He Learned About Women is a 1933 American pre-Code comedy film directed by Lloyd Corrigan and written by Lloyd Corrigan, Harlan Thompson and Ray Harris. The film stars Stuart Erwin, Susan Fleming, Alison Skipworth, Gordon Westcott, Grant Mitchell, and Sidney Toler. The film was released on November 4, 1932, by Paramount Pictures.

==Plot==
"Story of youth who comes into fortune and prepares to see life."

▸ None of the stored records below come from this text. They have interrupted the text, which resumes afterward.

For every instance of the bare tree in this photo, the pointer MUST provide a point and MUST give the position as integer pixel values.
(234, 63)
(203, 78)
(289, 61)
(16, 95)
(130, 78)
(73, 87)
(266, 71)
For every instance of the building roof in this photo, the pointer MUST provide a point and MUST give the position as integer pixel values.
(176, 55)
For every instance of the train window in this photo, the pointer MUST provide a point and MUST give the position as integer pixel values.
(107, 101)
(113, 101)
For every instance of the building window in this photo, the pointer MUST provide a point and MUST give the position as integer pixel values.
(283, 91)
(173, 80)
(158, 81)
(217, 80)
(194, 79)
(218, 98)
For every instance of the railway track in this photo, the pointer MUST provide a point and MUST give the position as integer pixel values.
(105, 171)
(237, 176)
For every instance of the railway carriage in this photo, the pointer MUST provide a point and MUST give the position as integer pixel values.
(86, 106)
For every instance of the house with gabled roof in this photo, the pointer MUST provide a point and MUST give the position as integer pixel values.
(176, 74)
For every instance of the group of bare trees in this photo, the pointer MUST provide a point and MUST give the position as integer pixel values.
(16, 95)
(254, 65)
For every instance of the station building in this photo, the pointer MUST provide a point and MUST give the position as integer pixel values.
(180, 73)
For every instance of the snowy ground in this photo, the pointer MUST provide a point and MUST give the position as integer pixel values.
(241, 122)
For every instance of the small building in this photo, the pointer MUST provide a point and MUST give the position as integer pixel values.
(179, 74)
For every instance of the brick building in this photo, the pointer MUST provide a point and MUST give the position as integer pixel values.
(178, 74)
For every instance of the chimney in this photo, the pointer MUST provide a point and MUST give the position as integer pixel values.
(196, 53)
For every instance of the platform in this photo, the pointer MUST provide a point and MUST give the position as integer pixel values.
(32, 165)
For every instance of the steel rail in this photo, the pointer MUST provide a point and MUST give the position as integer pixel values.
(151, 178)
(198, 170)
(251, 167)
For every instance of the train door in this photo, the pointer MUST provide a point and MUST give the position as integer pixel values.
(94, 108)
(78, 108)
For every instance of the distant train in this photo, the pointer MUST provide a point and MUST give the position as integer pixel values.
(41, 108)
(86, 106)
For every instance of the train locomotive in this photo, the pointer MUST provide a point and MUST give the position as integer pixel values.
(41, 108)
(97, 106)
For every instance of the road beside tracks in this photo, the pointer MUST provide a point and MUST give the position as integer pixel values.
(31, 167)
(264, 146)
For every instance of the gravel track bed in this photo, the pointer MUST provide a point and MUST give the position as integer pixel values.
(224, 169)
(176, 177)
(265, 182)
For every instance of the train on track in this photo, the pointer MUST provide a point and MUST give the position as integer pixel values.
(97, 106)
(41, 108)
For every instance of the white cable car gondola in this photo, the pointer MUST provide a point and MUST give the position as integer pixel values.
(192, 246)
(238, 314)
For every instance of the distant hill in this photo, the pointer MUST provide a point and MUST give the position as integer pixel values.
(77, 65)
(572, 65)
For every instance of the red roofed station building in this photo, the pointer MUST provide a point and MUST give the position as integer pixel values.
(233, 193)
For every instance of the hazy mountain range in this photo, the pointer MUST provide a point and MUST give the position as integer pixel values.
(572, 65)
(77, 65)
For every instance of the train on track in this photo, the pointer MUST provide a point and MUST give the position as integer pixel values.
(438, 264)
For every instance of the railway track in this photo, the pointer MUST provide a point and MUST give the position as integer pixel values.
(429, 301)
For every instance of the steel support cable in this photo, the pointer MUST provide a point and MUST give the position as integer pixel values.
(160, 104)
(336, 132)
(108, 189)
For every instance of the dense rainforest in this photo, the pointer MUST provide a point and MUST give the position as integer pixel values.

"Alison Skipworth joins the cast as a would be swindler who doesn't quite succeed as she plans"

"a childlike playboy inherits the family fortune and gets himself a worldly butler who teaches him how to behave in a manner befitting his wealth and social station"

"A debonair butler shows his wealthy master how to be a sophisticated man of the world"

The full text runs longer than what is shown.